At least Arsenal will not fall foul of UEFA’s financial fair play initiative, which will be phased in from 2012. Clubs will have to comply with these new rules before they are allowed to take part in the Champions League. As it stands, Chelsea and Manchester City do not qualify, though cynics might say that this is before their lawyers get involved.

In any case, there should be great respect for what Arsene Wenger has done at Arsenal these last few years. He has guided the club through the substantial upheaval of leaving its spiritual home of Highbury for the Emirates; developed a squad of exciting young players; and kept the team competitive, while playing the most attractive football in the country. All of this despite having to operate under major financial constraints at a time when other clubs have been flush with new money (both legitimate and dodgy). This is no mean feat, but there is a risk that Wenger has become too focused on the club’s finances, which is presumably why Michel Platini chided him for having a business mentality, rather than a football one.

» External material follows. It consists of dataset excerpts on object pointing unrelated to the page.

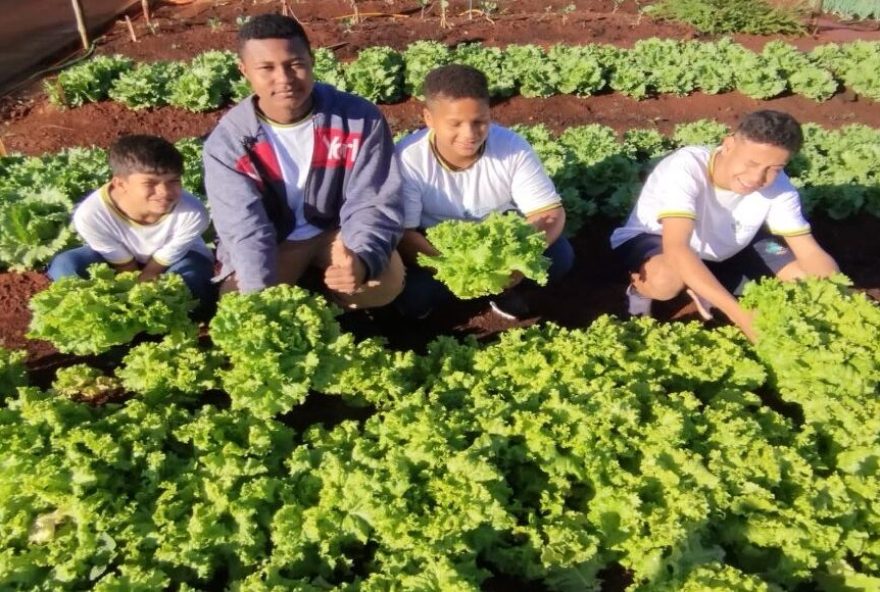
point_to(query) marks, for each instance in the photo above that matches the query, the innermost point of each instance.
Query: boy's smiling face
(460, 127)
(745, 166)
(280, 74)
(146, 197)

Now that we know that the club has a large transfer budget, it may be that the emphasis on youth is tweaked this summer. The team is too inexperienced, though this has been exacerbated by the numerous injuries, and there is optimism that this will be addressed. Only yesterday, Wenger said, “We have plenty of young players. If we bring some players in, then they have to be experienced players. The additions will be minimal, but if there are some, they have to be really top class.” So, not a major over-haul of the policy, just a fine-tuning.